Podwójny pogrzeb pary. Tragiczny finał nieszczęśliwej miłości
Mimo nadziei na szczęśliwy finał stało się najgorsze. Interwencja policji w jednym z krakowskich apartamentowców zakończyła się tragicznie. Funkcjonariusze zostali wezwani do jednego z mieszkań przez zaniepokojonych sąsiadów. Jedna osoba trafiła do szpitala, ale na tym niestety się nie skończyło.
Awantura skłóconej pary zakończyła się tragedią
We wtorek, 3 grudnia mieszkańcy apartamentowca przy ulicy Wawrzyńca w Krakowie wezwali policję z powodu głośnej awantury w jednym z tamtejszych mieszkań. Funkcjonariusze przybyli na miejsce po godzinie 23:00, ale aby wejść do pomieszczenia musieli użyć siły i posiłkować się wsparciem straży pożarnej. Na miejscu znaleźli ciężko ranną kobietę, która miała wiele ran kłutych w okolicy jamy brzusznej. 24-latka została przewieziona do szpitala i znajdowała się w bardzo ciężkim stanie.

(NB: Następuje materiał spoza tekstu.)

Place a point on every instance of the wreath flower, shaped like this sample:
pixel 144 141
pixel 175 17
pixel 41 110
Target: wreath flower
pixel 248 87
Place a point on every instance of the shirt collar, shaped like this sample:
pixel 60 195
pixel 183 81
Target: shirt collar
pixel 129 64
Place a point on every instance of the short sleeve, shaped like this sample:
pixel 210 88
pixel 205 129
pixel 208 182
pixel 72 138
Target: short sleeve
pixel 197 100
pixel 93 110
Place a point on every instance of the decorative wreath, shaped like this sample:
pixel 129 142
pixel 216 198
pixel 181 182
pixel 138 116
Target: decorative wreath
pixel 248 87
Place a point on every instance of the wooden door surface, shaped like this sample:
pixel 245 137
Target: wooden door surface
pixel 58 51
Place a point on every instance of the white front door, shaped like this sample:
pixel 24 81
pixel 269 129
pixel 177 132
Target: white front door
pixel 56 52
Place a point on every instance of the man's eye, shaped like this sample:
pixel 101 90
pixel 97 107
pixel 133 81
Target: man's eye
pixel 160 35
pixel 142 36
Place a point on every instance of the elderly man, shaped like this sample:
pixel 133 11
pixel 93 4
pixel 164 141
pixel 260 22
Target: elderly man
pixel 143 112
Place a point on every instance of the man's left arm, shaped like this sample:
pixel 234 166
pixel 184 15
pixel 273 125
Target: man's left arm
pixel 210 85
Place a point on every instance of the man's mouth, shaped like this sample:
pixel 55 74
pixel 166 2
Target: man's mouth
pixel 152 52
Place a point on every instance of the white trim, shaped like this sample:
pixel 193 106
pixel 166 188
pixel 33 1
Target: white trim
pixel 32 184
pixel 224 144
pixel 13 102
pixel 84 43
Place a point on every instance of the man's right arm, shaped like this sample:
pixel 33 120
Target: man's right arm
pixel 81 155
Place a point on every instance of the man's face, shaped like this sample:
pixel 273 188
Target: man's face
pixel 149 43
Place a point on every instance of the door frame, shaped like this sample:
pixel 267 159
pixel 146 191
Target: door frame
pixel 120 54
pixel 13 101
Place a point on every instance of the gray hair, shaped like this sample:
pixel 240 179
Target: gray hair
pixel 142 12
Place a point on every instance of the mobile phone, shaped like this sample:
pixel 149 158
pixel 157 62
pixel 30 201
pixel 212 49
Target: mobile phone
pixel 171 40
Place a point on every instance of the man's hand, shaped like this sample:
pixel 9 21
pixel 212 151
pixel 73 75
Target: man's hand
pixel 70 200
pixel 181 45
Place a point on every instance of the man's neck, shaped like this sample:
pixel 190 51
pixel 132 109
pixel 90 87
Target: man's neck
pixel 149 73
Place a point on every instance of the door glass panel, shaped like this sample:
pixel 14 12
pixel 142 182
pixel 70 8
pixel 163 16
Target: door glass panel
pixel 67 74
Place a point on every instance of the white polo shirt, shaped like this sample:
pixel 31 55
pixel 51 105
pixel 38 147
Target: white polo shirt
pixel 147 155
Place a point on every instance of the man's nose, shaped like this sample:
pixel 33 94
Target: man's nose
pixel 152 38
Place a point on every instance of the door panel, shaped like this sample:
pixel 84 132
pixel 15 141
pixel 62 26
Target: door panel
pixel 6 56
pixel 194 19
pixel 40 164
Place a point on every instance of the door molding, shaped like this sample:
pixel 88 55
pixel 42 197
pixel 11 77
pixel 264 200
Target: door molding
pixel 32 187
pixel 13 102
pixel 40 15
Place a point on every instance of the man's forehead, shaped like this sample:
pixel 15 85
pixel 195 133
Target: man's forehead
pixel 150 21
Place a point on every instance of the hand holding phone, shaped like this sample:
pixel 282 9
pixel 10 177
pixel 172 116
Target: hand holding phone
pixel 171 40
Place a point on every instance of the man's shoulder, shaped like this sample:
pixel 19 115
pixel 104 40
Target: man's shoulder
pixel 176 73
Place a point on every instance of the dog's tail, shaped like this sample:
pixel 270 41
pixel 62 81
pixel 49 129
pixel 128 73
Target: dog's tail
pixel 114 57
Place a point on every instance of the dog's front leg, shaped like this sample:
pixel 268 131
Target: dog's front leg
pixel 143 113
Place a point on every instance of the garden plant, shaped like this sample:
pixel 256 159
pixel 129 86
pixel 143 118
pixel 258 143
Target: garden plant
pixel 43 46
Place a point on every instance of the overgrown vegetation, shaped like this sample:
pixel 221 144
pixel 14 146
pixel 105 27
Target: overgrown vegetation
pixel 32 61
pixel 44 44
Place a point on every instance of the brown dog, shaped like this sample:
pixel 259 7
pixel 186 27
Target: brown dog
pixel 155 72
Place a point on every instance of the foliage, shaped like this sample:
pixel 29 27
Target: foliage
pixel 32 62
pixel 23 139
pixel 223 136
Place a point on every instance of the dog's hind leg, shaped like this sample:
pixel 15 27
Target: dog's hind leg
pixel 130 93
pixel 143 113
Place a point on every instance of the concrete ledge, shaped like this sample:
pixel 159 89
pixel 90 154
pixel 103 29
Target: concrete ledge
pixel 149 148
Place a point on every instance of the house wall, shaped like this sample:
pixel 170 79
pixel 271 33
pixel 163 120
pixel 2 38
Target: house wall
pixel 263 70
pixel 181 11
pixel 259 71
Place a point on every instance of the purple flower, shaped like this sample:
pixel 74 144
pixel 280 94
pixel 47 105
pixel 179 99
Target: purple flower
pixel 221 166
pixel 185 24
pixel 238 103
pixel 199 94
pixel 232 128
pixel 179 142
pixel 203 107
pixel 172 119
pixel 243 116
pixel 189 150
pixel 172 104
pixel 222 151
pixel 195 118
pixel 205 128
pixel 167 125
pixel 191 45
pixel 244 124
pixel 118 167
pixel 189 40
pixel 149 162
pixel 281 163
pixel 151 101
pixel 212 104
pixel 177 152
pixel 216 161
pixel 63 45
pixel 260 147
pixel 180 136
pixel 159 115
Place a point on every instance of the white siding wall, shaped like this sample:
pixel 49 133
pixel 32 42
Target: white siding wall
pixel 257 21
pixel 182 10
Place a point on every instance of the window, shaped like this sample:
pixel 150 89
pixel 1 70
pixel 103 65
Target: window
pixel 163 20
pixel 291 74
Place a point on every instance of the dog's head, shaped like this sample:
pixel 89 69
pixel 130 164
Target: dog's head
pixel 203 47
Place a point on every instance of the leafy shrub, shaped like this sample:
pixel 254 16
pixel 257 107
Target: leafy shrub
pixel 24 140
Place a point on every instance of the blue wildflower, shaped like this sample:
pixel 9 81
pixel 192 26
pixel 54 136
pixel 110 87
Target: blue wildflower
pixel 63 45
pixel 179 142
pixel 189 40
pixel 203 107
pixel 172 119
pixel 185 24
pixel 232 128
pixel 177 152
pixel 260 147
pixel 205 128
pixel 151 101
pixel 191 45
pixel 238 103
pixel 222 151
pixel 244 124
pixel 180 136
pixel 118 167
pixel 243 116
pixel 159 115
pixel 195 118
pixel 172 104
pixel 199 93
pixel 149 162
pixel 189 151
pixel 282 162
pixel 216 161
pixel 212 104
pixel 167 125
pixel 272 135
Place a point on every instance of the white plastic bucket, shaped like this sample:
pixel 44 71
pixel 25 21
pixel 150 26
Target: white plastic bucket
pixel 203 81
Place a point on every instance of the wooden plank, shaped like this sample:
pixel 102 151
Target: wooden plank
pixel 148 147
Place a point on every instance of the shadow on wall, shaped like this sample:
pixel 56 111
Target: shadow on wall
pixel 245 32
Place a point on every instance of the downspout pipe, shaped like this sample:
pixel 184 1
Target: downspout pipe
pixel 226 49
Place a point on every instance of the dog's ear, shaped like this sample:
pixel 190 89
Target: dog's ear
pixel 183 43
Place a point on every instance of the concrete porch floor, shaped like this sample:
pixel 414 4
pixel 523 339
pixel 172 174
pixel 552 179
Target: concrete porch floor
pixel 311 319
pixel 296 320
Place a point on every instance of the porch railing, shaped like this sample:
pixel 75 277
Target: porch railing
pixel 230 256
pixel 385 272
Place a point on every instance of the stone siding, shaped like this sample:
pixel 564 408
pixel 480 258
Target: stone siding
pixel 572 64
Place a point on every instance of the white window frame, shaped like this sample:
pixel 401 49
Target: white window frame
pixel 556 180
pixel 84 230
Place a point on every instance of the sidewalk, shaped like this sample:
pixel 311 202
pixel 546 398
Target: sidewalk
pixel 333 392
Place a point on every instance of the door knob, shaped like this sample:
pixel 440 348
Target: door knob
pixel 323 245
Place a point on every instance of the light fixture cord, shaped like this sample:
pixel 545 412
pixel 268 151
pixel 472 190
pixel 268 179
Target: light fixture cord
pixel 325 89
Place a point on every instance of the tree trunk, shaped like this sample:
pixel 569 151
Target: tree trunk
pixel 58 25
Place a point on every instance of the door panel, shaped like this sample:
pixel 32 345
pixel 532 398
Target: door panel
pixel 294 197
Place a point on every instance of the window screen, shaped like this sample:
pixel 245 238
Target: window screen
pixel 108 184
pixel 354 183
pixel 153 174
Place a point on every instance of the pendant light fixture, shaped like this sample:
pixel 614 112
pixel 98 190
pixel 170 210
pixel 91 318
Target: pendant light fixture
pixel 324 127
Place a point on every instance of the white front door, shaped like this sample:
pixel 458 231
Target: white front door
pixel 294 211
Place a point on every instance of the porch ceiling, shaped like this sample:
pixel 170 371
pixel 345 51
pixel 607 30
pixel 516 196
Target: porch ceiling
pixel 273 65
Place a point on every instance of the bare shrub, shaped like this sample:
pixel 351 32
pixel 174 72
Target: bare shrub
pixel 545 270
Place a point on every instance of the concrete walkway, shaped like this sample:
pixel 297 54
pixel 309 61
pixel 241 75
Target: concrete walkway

W mieszkaniu znajdował się również młody mężczyzna o narodowości kanadyjskiej. Ratownicy zbadali go i stwierdzili, że może brać udział w czynnościach policyjnych. Jak się okazało, to właśnie on stał za zranieniem kobiety. 23-latek został przewieziony na komisariat, gdzie składał zeznania. Zatrzymanie go było tylko początkiem dramatu.

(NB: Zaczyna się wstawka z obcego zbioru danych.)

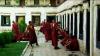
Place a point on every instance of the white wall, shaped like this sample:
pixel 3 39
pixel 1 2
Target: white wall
pixel 26 11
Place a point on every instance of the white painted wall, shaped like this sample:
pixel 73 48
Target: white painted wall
pixel 25 11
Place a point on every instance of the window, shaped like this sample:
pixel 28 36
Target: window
pixel 36 2
pixel 22 2
pixel 98 28
pixel 81 26
pixel 5 20
pixel 2 2
pixel 8 2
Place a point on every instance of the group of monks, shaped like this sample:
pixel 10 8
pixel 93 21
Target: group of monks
pixel 52 30
pixel 29 33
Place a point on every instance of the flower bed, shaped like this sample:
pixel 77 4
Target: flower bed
pixel 13 49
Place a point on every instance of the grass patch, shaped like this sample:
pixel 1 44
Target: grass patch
pixel 13 49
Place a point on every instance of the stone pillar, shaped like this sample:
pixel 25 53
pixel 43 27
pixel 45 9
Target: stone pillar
pixel 91 27
pixel 43 15
pixel 0 23
pixel 85 6
pixel 66 21
pixel 70 22
pixel 12 18
pixel 28 17
pixel 94 39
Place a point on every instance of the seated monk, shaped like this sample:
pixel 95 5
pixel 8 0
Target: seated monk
pixel 72 44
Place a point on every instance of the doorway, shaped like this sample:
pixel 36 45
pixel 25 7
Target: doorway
pixel 36 20
pixel 50 18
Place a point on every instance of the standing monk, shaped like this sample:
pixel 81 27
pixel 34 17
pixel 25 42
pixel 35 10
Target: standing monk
pixel 54 33
pixel 15 30
pixel 31 33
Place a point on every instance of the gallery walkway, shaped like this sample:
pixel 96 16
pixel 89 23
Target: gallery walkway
pixel 46 49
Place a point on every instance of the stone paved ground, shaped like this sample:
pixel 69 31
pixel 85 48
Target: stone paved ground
pixel 46 49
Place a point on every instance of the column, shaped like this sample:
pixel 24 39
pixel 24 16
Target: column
pixel 0 23
pixel 28 17
pixel 12 18
pixel 62 21
pixel 70 23
pixel 94 40
pixel 73 23
pixel 43 15
pixel 91 28
pixel 66 22
pixel 78 19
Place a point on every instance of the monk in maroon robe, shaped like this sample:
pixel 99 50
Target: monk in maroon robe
pixel 32 34
pixel 42 28
pixel 54 33
pixel 15 30
pixel 72 44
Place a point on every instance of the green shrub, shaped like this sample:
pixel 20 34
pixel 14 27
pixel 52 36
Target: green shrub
pixel 22 26
pixel 5 38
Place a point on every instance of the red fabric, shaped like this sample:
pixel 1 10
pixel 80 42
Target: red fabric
pixel 54 34
pixel 73 46
pixel 15 30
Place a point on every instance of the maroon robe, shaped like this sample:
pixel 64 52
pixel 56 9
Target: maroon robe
pixel 32 34
pixel 73 46
pixel 15 30
pixel 54 34
pixel 47 31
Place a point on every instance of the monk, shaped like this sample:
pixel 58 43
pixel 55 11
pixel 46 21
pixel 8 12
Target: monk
pixel 72 44
pixel 15 30
pixel 41 28
pixel 54 33
pixel 31 33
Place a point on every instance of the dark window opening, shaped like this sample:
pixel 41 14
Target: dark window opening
pixel 22 2
pixel 5 20
pixel 98 28
pixel 36 2
pixel 61 20
pixel 81 26
pixel 7 2
pixel 75 24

Dramat na krakowskim posterunku policji
Około godziny 2:00 szpital przekazał informację, że ciężko raniona kobieta zmarła. Sekcja zwłok jest zaplanowana na czwartek, 5 grudnia. Wciąż trwają czynności wyjaśniające przyczynę zdarzenia. Tymczasem kolejny dramat rozegrał się na komisariacie.
Zatrzymany Kanadyjczyk przebywał w areszcie na ulicy Szerokiej. W środę tuż po godzinie 6:00 rano mężczyzna wyrwał się pilnującym go policjantom, a jednemu z funkcjonariuszy odebrał broń i się zastrzelił. W związku z zaistniałą sytuacją sprawę przejęła Prokuratura Okręgowa w Warszawie. Śledczy mają zbadać nie tylko okoliczności śmierci kobiety i młodego mężczyzny, ale sprawdzą również, czy wszystkie procedury wykonane przez policjantów zostały prawidłowo przeprowadzone. Pojawił się już oficjalny komunikat w tej sprawie.
Prokuratura bada sprawę śmierci mężczyzny
Z dotychczasowych ustaleń wynika, że przyczyną kłótni między 24-latką a jej partnerem były problemy w ich związku i nieszczęśliwa miłość. Kobieta prawdopodobnie chciała zerwać z Kanadyjczykiem, a ten bardzo źle na to zareagował i w przypływie złości zaatakował ją nożem, po czym sam próbował popełnić samobójstwo. Tak całą sprawę opisuje krakowska prokuratura:
Wczoraj około godziny 23:00 operator WPCR otrzymał informację z prośbą o interwencję w jednym z mieszkań przy ul. Wawrzyńca w Krakowie. Lokatorka kamienicy zgłaszała awanturę w mieszkaniu swojej znajomej w tej kamienicy. Po wejściu siłowym przy pomocy straży pożarnej, w mieszkaniu policjanci znaleźli ranną 24-latkę oraz 23-letniego mężczyznę po próbie samobójczej. Poszkodowana została przewieziona do szpitala, gdzie wskutek obrażeń ciała zmarła. Natomiast w mieszkaniu wykonywane były oględziny z udziałem prokuratora. 23-latka podejrzewanego o dokonanie uszkodzenia ciała kobiety, policjanci przekonwojowali do KP I w Krakowie, gdzie wykonywano z nim czynności. Dzisiaj przed godziną 6:00, w komisariacie podczas dalszych czynności zatrzymany wyrwał broń policjantowi. Mężczyzna nie żyje, okoliczności jego śmierci są skrupulatnie wyjaśniane — czytamy w oświadczeniu.
Główne śledztwo przejęła prokuratura, ale sprawę będzie badać również Wydział Kontroli KWP w Krakowie.